Over the past six blog posts I have identified a significant transition in aged care facilities and retirement living. Outlining the issues that are currently occurrent in these sectors in relation to accessibility and affordability and why there has been a need for change. As Australia has an aging population, due to the generation of baby boomers, aged care has become a greater focus for the Australian Government. As a result, aged car providers have been encouraged to devise greater access to aged care as well as provide higher quality care, to improve the quality of life for our senior citizens. The greatest change that can be identified is the movement toward vertical retirement villages and serviced apartments, as well as aged care facilities transitioning into domestic spaces. There is a direct link between health care and the design of a space, which is why the role of architects has become increasingly important for aged care, as the design of these facilities has become a larger priority for aged care providers.
There is a high demand for retirement living to be located in suburban areas so that seniors do not need to move away from their community to live in appropriate accommodation.

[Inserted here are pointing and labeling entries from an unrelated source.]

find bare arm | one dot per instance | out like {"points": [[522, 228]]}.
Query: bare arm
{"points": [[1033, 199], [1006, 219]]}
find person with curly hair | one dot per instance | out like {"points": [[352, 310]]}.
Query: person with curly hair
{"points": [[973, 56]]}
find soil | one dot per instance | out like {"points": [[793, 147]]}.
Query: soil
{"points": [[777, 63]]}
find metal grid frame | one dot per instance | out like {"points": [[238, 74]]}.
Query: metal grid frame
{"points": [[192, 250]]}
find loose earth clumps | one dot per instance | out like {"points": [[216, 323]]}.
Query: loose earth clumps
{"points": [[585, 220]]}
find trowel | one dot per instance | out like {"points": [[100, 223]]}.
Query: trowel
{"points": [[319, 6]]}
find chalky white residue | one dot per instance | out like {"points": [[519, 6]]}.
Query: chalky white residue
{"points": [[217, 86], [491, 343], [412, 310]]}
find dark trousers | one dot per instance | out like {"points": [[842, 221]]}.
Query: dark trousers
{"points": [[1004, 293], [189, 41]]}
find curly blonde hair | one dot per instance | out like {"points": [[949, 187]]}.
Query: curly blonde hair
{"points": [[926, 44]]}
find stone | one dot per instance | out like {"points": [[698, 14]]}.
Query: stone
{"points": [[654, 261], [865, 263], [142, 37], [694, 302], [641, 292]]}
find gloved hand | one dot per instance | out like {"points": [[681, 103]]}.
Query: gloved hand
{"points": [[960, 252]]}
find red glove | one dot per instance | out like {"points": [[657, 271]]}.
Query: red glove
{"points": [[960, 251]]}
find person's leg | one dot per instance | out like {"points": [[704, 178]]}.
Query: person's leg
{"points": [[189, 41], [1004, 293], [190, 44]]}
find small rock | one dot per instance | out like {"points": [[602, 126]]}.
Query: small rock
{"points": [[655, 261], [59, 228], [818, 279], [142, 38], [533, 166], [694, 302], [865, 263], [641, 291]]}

Due to land constraints retirement living has been moving away from the traditional retirement village toward multi-story apartments. Allowing for them live in high-density areas, meaning that residents can be closer to hospitals, community centres and shopping centres.[1] This is significant as it has changed the model of retirement living and has introduced facilities such as Bethanie Gwelup a facility that have been explored in previous blog posts.
The emergence of Services Apartments can also be identified in Australia, as we have seen with Bethanie on the Park, located in Perth’s north metropolitan suburbs. Services apartments are a new model of independent living that allows seniors to live in their own apartment while still having access to the appropriate assistance. The benefit of serviced apartments is that it allows residents to form relationships with their neighbours, though the inclusion of public spaces such as dining and living areas. Constructing a community within the apartment complex, something that has proven to be of key importance of the wellbeing of elderly people, and humans in general.[2]

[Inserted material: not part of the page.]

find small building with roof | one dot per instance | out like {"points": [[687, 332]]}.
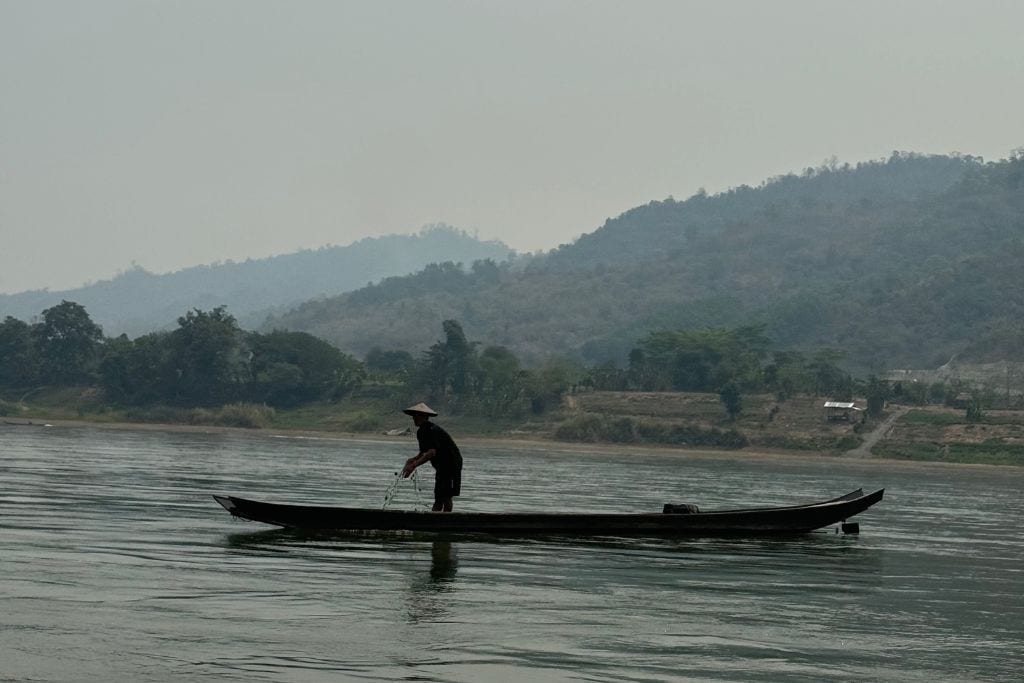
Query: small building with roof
{"points": [[841, 411]]}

Although notable change has been implemented throughout Australia in the independent living sector, there is a greater requirement for change in the residential care sector. This is mainly in terms of the actual design of these facilities and the creation of space. Although the accessibility of aged care facilities is obviously, still very important, and aged care providers have been working on increasing the number of beds available by constructing large multi-story aged care facilities. The quality of care that can be provided by these large, cold, institutionalised buildings is something that does need to be addressed, and change is necessary. The reason for this is that the traditional hospital-like aged care facilities to not provide the quality of life for residents, which could be achievable if these facilities were designed in a different way. Ellis Jones’ health and ageing consultants express the following concerns in regard to the design of aged care facilities and how change may be implicated to form a greater sense of place in these facilities.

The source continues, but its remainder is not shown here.